As a churchman, Halverson discipled us as a cohort of young men by including us in ministries of the church but also the National Prayer Breakfast movement, just as Miss Mears had discipled him and his friends through the ministries of First Presbyterian of Hollywood.   

The Awakening of the 1970s

One of the 20th century’s most turbulent periods was 1968, which included my junior year in college. Nevertheless, that year’s social and political upheaval became the soil out of which a spiritual Awakening emerged in the 1970s — not the least of which was the PCA being formed in 1973. Being part of a great spiritual renewal was my purpose when I joined the PCA to plant churches in the Washington, D.C., area.

The year 1968 was marked by the church reeling from the speed at which the culture was turning away from the Lord. Some social commentators had previously called 1968 the year America spiritually died. However, because of the Awakening that followed in the 1970s, this was not the case — nor will it be the case during the future decades of the 2020s and 2030s if we recognize and act upon the opportunities that will arise through the Awakening that we pray will soon occur.

An Awakening in the decades of the 2020s and 2030s?

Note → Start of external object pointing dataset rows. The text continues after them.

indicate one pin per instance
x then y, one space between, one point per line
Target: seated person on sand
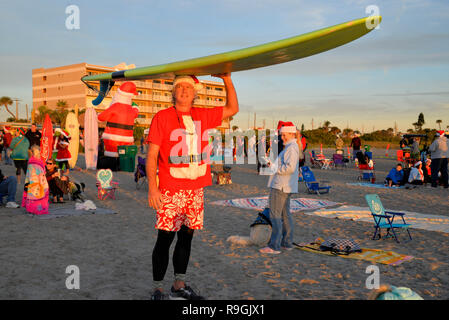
395 176
416 176
58 183
8 187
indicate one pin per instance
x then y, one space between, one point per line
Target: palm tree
7 101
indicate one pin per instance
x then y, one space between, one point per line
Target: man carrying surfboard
178 142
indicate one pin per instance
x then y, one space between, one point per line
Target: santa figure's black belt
119 126
187 159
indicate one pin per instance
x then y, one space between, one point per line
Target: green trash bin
127 156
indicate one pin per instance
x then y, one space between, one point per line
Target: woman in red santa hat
120 116
63 156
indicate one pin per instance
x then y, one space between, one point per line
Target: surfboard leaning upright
72 126
91 138
249 58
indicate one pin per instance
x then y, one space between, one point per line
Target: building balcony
162 98
215 103
216 93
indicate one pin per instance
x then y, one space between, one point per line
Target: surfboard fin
105 87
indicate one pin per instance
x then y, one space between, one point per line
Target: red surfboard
47 139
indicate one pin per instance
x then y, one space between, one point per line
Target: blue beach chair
385 219
311 184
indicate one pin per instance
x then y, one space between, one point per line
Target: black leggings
181 254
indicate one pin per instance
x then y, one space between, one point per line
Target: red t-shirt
167 130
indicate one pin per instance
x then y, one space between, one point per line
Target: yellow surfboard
263 55
72 126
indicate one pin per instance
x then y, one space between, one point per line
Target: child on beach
283 183
395 176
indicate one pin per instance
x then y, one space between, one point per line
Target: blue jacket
396 176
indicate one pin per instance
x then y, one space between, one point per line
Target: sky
388 76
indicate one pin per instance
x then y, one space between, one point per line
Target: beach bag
340 246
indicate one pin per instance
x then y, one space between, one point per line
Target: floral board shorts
183 207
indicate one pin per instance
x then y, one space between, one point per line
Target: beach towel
372 255
58 211
35 195
374 185
417 220
260 203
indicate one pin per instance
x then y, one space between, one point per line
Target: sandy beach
113 251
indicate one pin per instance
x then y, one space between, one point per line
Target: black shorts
21 164
62 163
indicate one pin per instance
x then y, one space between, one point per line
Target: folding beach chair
140 176
106 187
385 219
311 184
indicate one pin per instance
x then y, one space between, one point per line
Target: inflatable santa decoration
120 116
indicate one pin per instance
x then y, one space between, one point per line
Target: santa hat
65 134
288 127
189 79
125 93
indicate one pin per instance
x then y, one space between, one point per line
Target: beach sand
113 251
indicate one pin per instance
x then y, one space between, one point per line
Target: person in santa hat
283 183
439 151
120 116
63 155
179 148
7 138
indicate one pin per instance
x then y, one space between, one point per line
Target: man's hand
232 104
155 199
222 75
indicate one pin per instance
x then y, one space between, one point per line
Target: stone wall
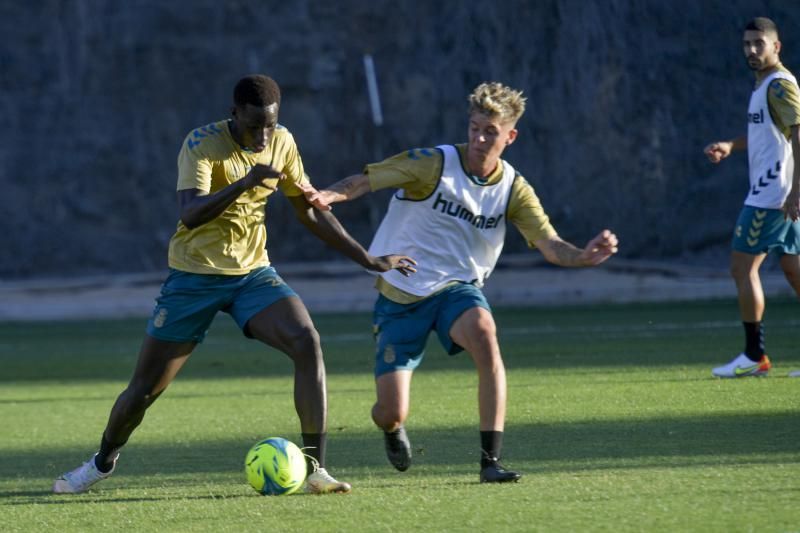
623 95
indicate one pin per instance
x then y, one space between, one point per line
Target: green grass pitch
613 418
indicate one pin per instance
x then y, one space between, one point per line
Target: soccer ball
275 466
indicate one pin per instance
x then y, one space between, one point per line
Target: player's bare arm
717 151
326 226
196 207
344 190
560 252
791 207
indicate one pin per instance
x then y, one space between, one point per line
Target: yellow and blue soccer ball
275 467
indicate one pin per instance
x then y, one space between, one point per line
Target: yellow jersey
783 100
234 243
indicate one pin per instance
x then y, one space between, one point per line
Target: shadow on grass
607 337
666 442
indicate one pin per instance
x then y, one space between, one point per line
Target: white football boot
321 482
742 366
83 477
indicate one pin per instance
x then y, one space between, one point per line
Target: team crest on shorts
160 318
388 355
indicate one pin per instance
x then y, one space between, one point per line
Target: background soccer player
769 219
218 262
451 214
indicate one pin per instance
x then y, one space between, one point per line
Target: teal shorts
401 330
189 302
760 231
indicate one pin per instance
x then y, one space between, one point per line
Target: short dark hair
762 24
258 90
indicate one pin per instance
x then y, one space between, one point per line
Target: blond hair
497 101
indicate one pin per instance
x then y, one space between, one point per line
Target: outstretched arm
560 252
345 190
717 151
325 226
196 208
791 207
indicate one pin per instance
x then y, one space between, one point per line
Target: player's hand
402 263
259 174
603 246
791 207
718 151
322 200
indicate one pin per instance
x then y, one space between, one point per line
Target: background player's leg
391 407
744 270
287 326
753 360
393 399
790 264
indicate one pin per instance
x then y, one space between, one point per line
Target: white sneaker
321 482
743 366
83 477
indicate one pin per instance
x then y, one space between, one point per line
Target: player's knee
387 417
139 396
742 272
302 343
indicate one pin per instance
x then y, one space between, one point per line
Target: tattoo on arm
351 187
564 253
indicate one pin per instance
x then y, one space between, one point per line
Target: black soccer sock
754 340
314 444
104 460
491 444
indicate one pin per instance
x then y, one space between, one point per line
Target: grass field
613 419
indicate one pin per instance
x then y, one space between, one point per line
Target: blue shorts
759 231
189 302
401 330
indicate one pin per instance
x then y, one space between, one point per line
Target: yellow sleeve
292 168
783 98
525 211
194 169
416 171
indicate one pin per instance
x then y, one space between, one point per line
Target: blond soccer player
451 211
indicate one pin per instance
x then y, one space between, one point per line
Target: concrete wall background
97 96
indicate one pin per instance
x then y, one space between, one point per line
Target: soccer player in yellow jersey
769 220
218 262
450 212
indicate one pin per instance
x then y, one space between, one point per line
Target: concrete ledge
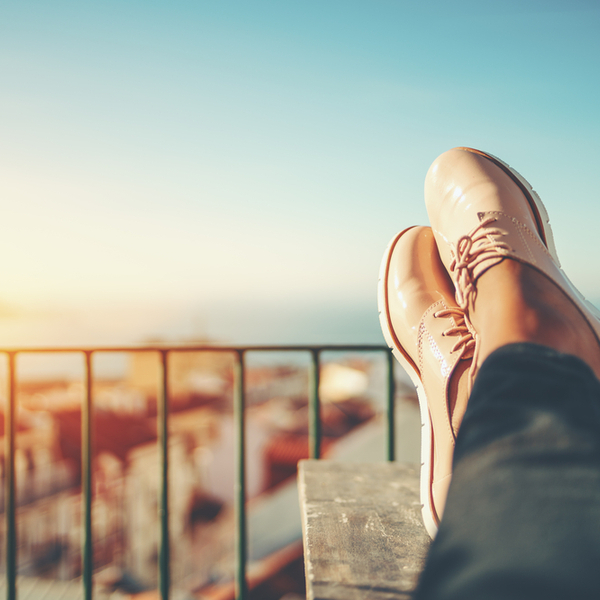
363 533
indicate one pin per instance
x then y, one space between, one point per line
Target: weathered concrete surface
363 533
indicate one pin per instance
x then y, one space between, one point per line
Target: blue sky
236 169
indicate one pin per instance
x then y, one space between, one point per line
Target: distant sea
235 323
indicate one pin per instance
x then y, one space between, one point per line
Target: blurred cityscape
201 447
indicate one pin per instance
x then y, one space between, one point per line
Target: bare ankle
515 303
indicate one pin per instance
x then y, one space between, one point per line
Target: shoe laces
472 249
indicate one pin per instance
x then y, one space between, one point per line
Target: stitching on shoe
522 228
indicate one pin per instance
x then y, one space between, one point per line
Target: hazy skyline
164 163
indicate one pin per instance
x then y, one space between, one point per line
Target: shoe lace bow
471 250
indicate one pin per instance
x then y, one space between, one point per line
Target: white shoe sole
427 510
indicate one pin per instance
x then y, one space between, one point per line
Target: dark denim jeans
522 519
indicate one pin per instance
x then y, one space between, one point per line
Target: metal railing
239 353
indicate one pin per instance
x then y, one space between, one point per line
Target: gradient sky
236 169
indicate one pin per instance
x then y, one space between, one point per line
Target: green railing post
241 584
86 480
164 575
9 462
314 406
391 408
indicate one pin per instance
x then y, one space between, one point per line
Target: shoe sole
403 357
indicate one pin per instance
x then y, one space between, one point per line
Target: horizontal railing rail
239 353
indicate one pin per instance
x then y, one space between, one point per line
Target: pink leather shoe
483 211
426 331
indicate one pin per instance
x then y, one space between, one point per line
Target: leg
522 519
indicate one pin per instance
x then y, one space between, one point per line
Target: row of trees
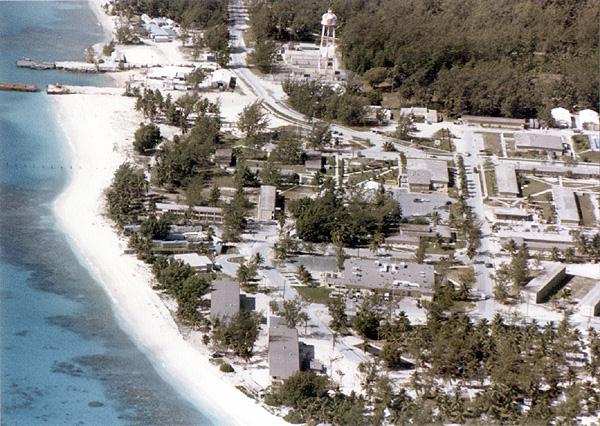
351 219
514 58
317 100
503 371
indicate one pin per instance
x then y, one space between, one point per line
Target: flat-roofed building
203 214
224 299
266 203
396 277
199 263
539 289
561 116
284 349
417 170
587 119
418 180
506 180
590 304
565 203
411 234
538 141
493 122
429 115
511 213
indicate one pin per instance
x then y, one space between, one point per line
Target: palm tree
376 243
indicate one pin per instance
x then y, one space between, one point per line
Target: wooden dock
18 87
35 65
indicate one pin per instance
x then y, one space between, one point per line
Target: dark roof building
284 349
224 299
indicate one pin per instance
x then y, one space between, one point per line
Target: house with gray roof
284 349
506 180
224 299
421 170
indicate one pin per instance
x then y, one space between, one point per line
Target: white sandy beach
99 129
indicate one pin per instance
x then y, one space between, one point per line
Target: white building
429 115
561 116
587 119
197 262
506 180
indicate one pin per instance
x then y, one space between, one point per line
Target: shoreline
98 131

Apart from some notable exceptions such as our PCA church-planting movement beginning in 1973, the broader church was not prepared for the Awakening that blazed forth in the 1970s and then burned out in the early 1980s, even though it had brought multitudes into the Kingdom of God through the Jesus People and Charismatic Movements. The lesson to learn is that any new Awakening that will have lasting impact must be established in and strengthened by church plants, which serve as the “new wine skins” about which Jesus taught (Matthew 9:17).

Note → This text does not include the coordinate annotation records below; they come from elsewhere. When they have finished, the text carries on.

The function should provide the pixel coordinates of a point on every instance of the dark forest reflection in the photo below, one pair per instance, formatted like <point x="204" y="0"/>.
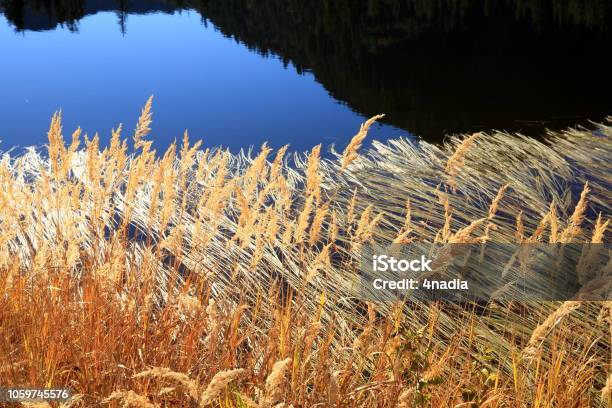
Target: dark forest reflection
<point x="433" y="67"/>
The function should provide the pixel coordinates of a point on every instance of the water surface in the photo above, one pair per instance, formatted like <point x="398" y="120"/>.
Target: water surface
<point x="238" y="73"/>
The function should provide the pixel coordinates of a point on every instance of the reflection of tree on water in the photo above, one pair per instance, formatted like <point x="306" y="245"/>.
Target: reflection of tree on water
<point x="432" y="66"/>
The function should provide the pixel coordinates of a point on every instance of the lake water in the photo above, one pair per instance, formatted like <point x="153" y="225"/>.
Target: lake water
<point x="237" y="73"/>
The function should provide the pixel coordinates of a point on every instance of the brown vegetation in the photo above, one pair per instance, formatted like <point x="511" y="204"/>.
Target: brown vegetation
<point x="202" y="278"/>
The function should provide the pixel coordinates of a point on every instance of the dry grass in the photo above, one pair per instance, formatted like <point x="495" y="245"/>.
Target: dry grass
<point x="201" y="278"/>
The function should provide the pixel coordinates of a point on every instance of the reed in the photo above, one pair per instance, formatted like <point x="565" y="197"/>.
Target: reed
<point x="146" y="278"/>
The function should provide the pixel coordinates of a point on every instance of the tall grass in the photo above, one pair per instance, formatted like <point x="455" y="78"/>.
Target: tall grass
<point x="201" y="278"/>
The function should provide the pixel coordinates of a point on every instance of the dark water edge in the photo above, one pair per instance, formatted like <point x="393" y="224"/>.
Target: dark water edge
<point x="434" y="68"/>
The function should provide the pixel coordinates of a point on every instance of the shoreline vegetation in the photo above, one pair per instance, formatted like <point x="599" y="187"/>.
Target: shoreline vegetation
<point x="201" y="278"/>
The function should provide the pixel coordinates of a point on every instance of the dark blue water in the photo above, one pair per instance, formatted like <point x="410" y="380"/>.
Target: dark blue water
<point x="202" y="81"/>
<point x="237" y="73"/>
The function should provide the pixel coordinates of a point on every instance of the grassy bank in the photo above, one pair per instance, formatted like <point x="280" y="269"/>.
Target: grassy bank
<point x="201" y="278"/>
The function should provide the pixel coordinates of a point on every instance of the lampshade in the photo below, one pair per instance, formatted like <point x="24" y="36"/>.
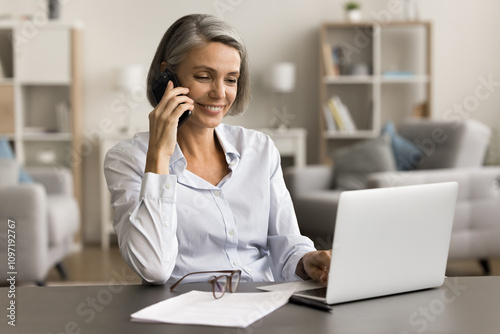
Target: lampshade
<point x="128" y="77"/>
<point x="283" y="77"/>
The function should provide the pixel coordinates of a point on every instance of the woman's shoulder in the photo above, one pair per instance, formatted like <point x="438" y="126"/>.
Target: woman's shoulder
<point x="242" y="134"/>
<point x="134" y="148"/>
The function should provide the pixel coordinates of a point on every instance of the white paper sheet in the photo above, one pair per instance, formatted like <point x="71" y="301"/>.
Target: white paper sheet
<point x="201" y="308"/>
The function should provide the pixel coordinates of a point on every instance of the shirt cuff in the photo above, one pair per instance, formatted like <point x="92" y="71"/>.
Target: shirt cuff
<point x="159" y="186"/>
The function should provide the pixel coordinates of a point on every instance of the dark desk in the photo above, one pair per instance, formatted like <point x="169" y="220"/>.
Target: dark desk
<point x="463" y="305"/>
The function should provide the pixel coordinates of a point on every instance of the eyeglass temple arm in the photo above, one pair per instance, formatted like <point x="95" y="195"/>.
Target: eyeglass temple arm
<point x="198" y="272"/>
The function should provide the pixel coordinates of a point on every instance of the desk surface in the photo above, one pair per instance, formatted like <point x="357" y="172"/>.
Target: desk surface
<point x="461" y="305"/>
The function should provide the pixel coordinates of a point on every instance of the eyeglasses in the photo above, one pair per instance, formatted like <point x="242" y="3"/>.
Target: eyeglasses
<point x="219" y="283"/>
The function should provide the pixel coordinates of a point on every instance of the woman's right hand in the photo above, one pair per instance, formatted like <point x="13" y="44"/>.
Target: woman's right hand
<point x="163" y="122"/>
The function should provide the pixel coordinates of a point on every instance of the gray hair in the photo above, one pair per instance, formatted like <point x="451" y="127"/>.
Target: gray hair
<point x="193" y="31"/>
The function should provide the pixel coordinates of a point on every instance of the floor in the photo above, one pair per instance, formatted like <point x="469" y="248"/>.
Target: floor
<point x="95" y="266"/>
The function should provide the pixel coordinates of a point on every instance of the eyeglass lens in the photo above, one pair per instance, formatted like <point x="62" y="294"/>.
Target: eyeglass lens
<point x="219" y="285"/>
<point x="235" y="280"/>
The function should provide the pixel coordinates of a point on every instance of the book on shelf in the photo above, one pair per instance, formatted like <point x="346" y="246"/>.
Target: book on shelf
<point x="331" y="126"/>
<point x="341" y="115"/>
<point x="332" y="59"/>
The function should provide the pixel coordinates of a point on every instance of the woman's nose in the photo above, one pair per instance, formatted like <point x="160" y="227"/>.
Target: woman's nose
<point x="218" y="90"/>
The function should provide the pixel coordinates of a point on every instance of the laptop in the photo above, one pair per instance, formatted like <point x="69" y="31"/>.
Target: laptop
<point x="386" y="241"/>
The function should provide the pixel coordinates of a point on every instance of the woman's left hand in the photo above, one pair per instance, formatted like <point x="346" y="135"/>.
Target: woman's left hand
<point x="315" y="265"/>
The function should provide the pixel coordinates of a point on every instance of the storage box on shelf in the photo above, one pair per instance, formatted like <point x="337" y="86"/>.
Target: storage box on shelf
<point x="379" y="72"/>
<point x="40" y="94"/>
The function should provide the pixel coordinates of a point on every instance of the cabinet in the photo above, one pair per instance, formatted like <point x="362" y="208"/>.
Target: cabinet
<point x="380" y="72"/>
<point x="40" y="94"/>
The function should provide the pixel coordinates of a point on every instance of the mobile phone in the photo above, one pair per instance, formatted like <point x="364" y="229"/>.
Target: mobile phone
<point x="158" y="89"/>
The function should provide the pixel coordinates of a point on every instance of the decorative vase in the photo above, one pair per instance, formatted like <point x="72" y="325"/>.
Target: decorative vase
<point x="54" y="6"/>
<point x="354" y="15"/>
<point x="410" y="10"/>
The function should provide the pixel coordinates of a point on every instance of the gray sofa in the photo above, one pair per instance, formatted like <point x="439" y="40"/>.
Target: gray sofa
<point x="46" y="218"/>
<point x="476" y="230"/>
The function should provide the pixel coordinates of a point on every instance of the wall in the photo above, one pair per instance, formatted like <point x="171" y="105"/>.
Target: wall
<point x="118" y="33"/>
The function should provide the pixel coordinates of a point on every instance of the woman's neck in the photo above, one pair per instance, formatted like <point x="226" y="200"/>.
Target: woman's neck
<point x="199" y="145"/>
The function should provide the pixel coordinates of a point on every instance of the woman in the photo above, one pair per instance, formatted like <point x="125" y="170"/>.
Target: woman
<point x="205" y="196"/>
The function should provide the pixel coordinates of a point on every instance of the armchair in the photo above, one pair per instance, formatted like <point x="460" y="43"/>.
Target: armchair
<point x="453" y="152"/>
<point x="46" y="217"/>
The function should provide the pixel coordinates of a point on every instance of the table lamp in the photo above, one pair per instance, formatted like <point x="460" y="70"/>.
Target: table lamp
<point x="128" y="80"/>
<point x="282" y="82"/>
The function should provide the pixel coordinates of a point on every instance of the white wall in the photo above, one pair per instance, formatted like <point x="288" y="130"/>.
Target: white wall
<point x="119" y="32"/>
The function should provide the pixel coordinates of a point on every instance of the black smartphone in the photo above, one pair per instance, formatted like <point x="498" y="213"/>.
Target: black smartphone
<point x="158" y="89"/>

There is currently a general anxiety in the air that has caused the pace of ministry for many of us to slow down during our current turmoil. I often reflect as director of church planting for Missouri Presbytery that during 2020 it felt like we were “slogging through mud.” Yet, my memory is that 1968 felt much the same.

I expend a lot of effort recruiting church planters for the 10 areas of St. Louis and eastern Missouri that need a PCA church. However, I am finding that even mature pastors in their 30s and 40s are reluctant to take on such risky ministry opportunities. It is easier to hunker down and wait it out until things return to normal. Like most Americans, we are on edge while our country is struggling with health crises, political infighting, and cultural turmoil.   

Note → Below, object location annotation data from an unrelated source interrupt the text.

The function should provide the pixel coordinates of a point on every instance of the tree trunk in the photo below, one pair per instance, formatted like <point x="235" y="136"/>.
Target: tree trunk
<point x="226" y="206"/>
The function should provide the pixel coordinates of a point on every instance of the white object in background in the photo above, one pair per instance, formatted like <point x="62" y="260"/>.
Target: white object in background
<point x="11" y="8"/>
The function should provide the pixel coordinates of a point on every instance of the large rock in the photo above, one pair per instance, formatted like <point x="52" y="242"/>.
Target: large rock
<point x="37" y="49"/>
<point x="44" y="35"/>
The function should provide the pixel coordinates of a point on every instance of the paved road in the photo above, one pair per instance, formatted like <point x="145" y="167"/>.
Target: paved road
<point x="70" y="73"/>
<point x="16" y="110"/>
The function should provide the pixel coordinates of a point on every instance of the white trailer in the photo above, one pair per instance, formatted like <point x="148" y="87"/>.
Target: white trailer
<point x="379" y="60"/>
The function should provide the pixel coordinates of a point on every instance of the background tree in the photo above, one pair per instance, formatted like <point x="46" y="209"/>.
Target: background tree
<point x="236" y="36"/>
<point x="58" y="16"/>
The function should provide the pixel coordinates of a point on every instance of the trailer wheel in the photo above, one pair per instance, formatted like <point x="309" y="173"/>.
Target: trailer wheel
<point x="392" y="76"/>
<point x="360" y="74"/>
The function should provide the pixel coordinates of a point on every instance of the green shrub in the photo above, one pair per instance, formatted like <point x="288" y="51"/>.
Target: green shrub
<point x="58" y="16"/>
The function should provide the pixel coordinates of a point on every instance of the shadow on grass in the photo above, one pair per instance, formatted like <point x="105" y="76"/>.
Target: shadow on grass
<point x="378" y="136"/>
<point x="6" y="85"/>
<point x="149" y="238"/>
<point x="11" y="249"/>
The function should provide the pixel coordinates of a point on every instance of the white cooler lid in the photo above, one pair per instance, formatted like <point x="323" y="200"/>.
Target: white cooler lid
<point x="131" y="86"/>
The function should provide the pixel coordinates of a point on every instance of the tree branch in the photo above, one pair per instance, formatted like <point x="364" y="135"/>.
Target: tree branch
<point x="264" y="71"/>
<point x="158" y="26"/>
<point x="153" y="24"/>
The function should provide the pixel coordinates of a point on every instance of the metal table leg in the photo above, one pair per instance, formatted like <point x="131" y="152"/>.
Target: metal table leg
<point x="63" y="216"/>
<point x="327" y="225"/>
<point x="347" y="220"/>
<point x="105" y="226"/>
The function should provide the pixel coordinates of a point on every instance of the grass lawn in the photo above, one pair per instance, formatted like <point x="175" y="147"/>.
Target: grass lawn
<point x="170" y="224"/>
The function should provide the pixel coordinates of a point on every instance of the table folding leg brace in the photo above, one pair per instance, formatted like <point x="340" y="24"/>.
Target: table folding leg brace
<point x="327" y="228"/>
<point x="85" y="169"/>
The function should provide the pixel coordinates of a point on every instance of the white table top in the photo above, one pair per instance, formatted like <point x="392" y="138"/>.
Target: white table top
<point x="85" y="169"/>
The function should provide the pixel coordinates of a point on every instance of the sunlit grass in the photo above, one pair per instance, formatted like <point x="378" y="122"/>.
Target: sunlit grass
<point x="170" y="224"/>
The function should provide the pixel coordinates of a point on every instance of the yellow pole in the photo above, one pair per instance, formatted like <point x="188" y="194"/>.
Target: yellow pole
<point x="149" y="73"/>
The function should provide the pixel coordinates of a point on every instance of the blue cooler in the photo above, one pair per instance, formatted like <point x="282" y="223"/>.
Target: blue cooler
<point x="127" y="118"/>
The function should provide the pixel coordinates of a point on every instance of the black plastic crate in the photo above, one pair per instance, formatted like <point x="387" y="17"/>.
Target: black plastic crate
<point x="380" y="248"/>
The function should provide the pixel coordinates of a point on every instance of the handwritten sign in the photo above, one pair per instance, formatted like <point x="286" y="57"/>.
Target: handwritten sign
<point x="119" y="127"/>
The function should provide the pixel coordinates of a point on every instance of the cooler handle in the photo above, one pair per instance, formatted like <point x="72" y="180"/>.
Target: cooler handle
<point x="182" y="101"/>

However, if we see a new Awakening on the horizon, we can recognize this is the time to intensify our efforts by planting more PCA churches than ever. Preferably many of these will be multicultural churches with our African American brothers in lead positions. We have church planters we have trained at Covenant Seminary who have already or will soon graduate and then will be able to plant in several locations in the St. Louis area only a few minutes from Ferguson, Missouri.  We need only the funding to move ahead.

Since 1986, Covenant Seminary has been involved with the planting of 300 PCA churches through the students we have trained. If you could interact with the 20- and 30-somethings here at Covenant, you would be optimistic about the leaders the Lord is raising up for the new Awakening I believe we can soon expect. Those who are acquainted with Christian millennials (ages 18 to 38) recognize that many of them want their lives to matter for eternity. They long to be part of a movement ordained by God — a spiritual cause that is far greater than themselves.

Our politicians and cultural leaders will not alone solve the problems of our society any more than they were able to do so in years past. It will take another Awakening like the ones we experienced in the late 1940s and 1950s and again in the 1970s, except this renewal must be initiated and sustained by planting new churches.


Philip Douglass is an emeritus professor of applied theology at Covenant Seminary and director of church planting, growth, and renewal  for Missouri Presbytery.